The 100 prisoner problem is a mathematical puzzle that involves 100 prisoners, each with a unique number, who are placed in solitary confinement and given a chance to win their freedom. The prisoners are allowed to communicate and collaborate, but only under certain conditions.

2. What are the conditions of the puzzle?

The conditions of the puzzle are that each prisoner is given a chance to visit a room with 100 boxes, each containing a different number. The prisoners must open a certain number of boxes, determined by their unique number, in a specific order. If all prisoners successfully open their designated boxes, they will all be set free. However, if even one prisoner fails, they will all be executed.

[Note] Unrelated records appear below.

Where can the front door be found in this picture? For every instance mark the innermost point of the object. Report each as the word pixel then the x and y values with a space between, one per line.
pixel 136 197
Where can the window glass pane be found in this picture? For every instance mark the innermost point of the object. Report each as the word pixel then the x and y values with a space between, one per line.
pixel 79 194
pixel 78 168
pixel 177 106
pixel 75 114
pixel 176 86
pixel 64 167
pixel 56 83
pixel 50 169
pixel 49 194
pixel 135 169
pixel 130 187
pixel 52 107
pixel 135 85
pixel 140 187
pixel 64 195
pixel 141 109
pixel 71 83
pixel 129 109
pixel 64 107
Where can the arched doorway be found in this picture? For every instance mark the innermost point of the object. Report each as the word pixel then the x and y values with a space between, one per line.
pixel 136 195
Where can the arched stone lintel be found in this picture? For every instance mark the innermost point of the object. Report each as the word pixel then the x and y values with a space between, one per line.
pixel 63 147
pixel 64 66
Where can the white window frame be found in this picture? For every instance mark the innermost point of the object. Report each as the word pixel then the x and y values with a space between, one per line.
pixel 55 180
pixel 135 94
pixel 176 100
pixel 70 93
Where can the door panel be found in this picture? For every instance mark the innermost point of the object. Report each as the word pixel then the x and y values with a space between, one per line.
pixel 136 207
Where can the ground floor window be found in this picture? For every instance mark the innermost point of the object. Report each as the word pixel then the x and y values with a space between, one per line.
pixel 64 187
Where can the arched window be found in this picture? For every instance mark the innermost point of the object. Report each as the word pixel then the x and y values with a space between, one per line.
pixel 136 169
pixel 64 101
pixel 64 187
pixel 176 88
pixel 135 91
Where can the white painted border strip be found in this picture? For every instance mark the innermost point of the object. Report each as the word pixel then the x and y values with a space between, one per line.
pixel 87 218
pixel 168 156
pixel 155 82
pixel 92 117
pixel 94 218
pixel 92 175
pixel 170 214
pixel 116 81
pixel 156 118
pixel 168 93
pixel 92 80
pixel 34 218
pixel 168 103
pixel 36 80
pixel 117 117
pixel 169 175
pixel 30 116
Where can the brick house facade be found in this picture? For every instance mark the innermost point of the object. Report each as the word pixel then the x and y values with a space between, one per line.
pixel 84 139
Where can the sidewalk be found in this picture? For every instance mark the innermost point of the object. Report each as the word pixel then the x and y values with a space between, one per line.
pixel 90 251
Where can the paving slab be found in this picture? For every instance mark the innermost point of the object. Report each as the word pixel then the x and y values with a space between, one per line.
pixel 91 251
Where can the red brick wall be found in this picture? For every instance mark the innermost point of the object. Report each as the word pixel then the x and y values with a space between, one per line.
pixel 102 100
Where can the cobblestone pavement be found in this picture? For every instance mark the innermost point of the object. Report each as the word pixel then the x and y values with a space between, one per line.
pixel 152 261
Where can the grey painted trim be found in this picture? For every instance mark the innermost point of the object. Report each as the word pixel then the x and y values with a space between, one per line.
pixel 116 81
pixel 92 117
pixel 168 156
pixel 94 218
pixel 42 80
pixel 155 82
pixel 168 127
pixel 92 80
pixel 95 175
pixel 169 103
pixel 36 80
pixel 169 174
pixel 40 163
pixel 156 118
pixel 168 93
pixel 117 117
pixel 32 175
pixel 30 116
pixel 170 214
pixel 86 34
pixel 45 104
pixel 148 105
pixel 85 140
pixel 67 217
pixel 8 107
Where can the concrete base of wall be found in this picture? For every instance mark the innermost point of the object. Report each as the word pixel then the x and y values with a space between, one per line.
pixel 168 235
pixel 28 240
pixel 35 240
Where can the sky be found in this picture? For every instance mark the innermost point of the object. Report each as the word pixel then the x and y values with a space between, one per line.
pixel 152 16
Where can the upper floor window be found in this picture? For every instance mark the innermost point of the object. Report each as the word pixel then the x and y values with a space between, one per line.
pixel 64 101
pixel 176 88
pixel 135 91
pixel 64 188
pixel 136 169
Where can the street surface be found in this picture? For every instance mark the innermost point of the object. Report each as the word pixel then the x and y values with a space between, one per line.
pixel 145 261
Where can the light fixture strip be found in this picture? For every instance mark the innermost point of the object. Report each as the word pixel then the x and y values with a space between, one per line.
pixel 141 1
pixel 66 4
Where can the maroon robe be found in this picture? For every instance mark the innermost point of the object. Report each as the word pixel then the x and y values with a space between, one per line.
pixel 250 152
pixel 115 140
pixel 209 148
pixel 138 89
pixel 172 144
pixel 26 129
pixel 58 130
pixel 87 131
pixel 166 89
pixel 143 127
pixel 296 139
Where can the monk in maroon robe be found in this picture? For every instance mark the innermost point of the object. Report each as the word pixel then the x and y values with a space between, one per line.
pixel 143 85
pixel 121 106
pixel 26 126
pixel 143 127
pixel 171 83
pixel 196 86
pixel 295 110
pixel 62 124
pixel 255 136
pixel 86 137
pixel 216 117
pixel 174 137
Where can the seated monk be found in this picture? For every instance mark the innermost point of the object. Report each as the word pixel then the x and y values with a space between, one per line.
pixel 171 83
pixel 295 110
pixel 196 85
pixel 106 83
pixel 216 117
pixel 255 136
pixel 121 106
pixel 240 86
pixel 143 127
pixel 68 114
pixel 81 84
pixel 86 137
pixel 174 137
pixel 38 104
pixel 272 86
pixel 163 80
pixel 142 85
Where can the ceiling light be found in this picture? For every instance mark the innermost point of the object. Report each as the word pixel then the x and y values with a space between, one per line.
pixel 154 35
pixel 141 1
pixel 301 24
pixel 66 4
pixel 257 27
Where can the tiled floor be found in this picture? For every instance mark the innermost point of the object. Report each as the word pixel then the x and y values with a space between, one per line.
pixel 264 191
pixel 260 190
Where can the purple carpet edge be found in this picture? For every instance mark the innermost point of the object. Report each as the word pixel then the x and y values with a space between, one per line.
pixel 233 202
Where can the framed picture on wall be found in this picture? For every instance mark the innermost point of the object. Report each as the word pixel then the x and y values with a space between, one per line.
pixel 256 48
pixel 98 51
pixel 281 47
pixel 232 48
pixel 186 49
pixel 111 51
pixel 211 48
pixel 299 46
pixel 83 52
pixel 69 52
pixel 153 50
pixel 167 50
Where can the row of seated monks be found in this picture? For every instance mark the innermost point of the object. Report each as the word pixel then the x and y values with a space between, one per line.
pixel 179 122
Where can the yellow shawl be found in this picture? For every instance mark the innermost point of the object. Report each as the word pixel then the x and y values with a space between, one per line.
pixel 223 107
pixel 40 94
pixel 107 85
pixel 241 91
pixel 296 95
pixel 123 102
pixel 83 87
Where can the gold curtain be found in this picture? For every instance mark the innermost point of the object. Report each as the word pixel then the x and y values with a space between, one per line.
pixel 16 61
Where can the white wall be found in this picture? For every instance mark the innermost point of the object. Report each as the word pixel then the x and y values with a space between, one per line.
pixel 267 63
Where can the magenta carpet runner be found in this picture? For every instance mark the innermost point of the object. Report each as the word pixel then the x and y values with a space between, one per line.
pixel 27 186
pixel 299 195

3. Is there a solution to this puzzle?

Yes, there is a solution to this puzzle. However, it requires a strategy and cooperation among the prisoners. The solution involves a specific order in which the prisoners must open the boxes and a way to communicate this order to each other.

4. How difficult is this puzzle to solve?

The 100 prisoner problem is considered a difficult puzzle to solve, as it requires critical thinking and collaboration among the prisoners. It has been compared to other famous mathematical puzzles, such as the Monty Hall problem and the Prisoner's Dilemma.

5. What is the significance of this puzzle?

The 100 prisoner problem is a thought-provoking puzzle that has real-world applications in fields such as computer science, game theory, and cryptography. It also highlights the importance of communication and cooperation in problem-solving.